Ricardo Dunia, LabVIEW R&D, National Instruments, 11500 N. Mopac Expwy, Austin, TX 78759 and Thomas Edison, Chemical Engineering, University of Texas in Austin, 1 University Station C0400, Austin, TX 78712.

Protein engineering has enabled the production of viruses that infect tumor cells [1]. Models of tumor and virus interactions have been recently developed and validated [2][3]. This new and effective cancer therapy has been modeled at the cell level by three state variables, which include the population of free virus particles controlled by the virotherapy dosage. A three dimensional simulations of a solid tumor at the macroscopic level has shown that the tumor eradication requires widespread distribution within the tumor at the time of infection [3]. It has been suggested that virotherapy alone may failed to eliminate a tumor in cases where the tumor vascular irrigation is not homogenously widespread [4]. The use of radiovirotherapy has been also modeled at the macroscopic level and relevant therapeutic scenarios have been proposed for its optimal treatment. This research work develops an efficient control strategy to eliminate a localized tumor subject to the maximum free virus concentrations and radiotherapy frequency attainable by the human body. The controller adapts to the different stages of the therapy by reducing the dosage as the tumor reduces its size.

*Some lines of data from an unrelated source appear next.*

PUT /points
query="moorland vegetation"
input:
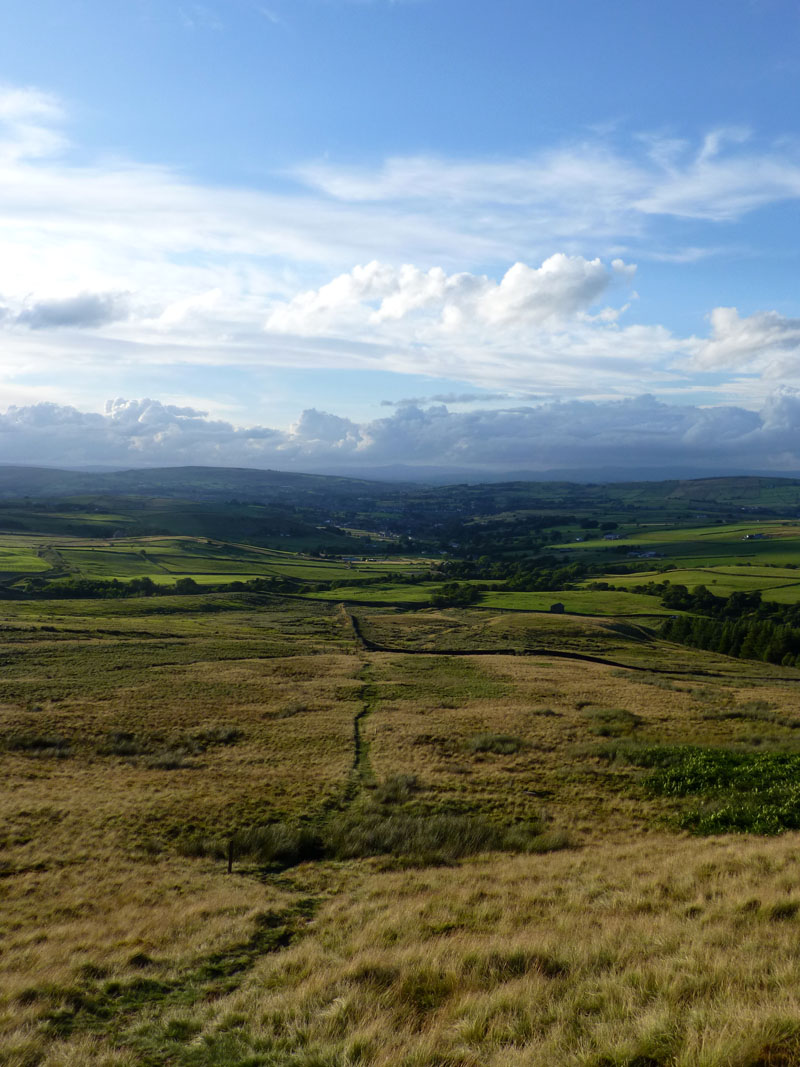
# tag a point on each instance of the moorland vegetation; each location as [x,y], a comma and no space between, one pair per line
[357,795]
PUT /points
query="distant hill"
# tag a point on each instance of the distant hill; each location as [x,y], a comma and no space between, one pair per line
[316,495]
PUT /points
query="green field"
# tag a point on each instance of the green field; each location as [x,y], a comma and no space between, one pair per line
[321,823]
[578,601]
[774,542]
[166,560]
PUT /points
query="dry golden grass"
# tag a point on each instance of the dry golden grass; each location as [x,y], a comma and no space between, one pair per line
[636,948]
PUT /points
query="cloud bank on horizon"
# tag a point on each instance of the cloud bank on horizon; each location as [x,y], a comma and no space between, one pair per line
[639,432]
[610,296]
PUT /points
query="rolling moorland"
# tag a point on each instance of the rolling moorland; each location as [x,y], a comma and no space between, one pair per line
[322,773]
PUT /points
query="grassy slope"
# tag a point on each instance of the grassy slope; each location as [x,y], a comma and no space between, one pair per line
[120,950]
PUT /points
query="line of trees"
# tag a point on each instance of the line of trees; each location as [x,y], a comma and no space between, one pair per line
[741,624]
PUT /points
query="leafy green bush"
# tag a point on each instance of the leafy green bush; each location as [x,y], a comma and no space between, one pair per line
[741,792]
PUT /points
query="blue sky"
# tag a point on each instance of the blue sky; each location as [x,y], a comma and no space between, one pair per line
[538,234]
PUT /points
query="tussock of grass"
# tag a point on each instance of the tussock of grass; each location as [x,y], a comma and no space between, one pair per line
[420,840]
[496,744]
[37,744]
[612,721]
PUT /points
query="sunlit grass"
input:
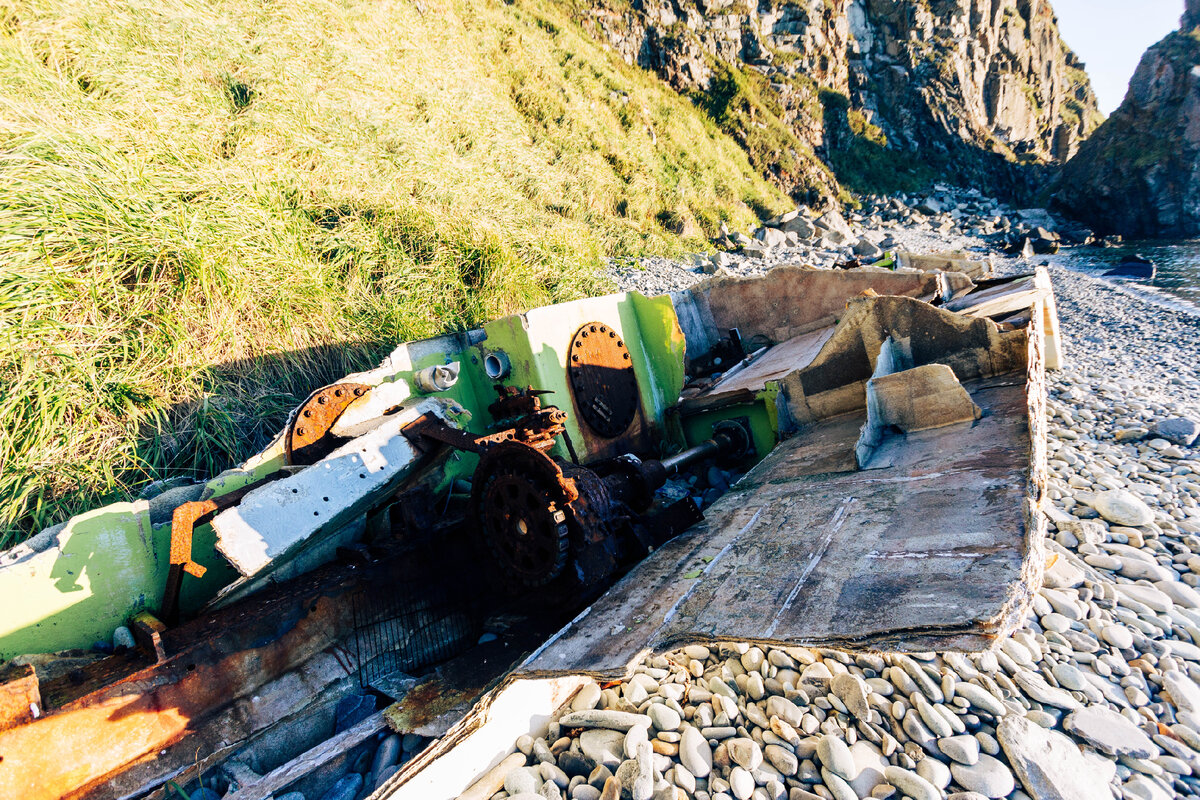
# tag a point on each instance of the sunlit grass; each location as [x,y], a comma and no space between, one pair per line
[208,209]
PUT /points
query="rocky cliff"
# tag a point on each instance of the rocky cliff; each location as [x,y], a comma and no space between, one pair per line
[876,95]
[1139,175]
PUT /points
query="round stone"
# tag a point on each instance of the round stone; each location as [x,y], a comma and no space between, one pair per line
[695,753]
[664,717]
[1122,507]
[1119,636]
[988,776]
[964,749]
[835,756]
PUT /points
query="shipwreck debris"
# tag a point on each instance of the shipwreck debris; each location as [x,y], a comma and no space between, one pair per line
[852,401]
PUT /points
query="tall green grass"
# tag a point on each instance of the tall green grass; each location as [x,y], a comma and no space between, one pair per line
[210,208]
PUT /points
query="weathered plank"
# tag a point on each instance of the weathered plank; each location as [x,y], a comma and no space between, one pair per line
[923,549]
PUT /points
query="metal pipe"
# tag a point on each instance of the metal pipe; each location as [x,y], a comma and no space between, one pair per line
[700,452]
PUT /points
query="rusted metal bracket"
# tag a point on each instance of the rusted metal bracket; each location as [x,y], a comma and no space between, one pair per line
[148,632]
[307,439]
[183,524]
[21,697]
[537,427]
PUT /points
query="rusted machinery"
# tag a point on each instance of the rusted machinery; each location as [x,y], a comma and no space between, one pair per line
[543,517]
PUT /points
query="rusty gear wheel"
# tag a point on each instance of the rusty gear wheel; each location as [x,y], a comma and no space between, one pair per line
[520,498]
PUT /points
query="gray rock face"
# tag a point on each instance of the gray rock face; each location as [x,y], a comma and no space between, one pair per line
[1049,764]
[981,79]
[1139,174]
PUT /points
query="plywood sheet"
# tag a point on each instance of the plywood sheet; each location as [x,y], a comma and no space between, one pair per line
[923,549]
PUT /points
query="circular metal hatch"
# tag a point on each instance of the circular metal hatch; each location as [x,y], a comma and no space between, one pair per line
[603,380]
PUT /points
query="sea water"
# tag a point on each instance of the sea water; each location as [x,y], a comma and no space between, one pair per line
[1176,283]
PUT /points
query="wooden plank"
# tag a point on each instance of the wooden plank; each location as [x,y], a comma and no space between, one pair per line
[309,762]
[787,356]
[923,549]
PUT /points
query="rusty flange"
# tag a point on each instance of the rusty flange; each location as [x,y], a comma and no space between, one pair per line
[603,382]
[307,439]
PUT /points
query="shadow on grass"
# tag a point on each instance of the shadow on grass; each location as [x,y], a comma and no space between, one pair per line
[237,410]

Although the core therapy model is developed at the cellular level, the feedback information provided to the nonlinear controller is at a macroscopic level, making the implementation of the closed loop therapy feasible to real applications.

[1] Antibody Targeted Cell Fusion ; Nakamura, T., Peng, K. W., Vongpunsawad, S., Harvey, M., Mizuguchi, H., Hayakawa, T., Cattaneo, R., Russel, S., 2004. Nat. Biotechnology. 22 (3) 331-336.

[2] Modeling of cancer virotherapy with recombinant measles viruses ; Zeljko Bajzer, Thomas Carr, Kresimir Josic, Stephen J. Russel David Dingli, 2008, Journal of Theoretical Biology, 252, 109-122.

[3]Validation and Analysis of a Mathematical Model of a Replication-competent Oncolytic Virus for Cancer Treatment: Implication for Virus Design and Delivery; L.M. Wein, J. Wu and D. Kirn, 2003, Cancer Research, 63, 1317-1324.

[4] Mathematical Modeling of Cancer Radiovirotherapy; D. Dingli, M. Cascino, K. Josic, S. Russell, Z. Bajzer, 2006, Mathematical Biosciences, 199, 55-78.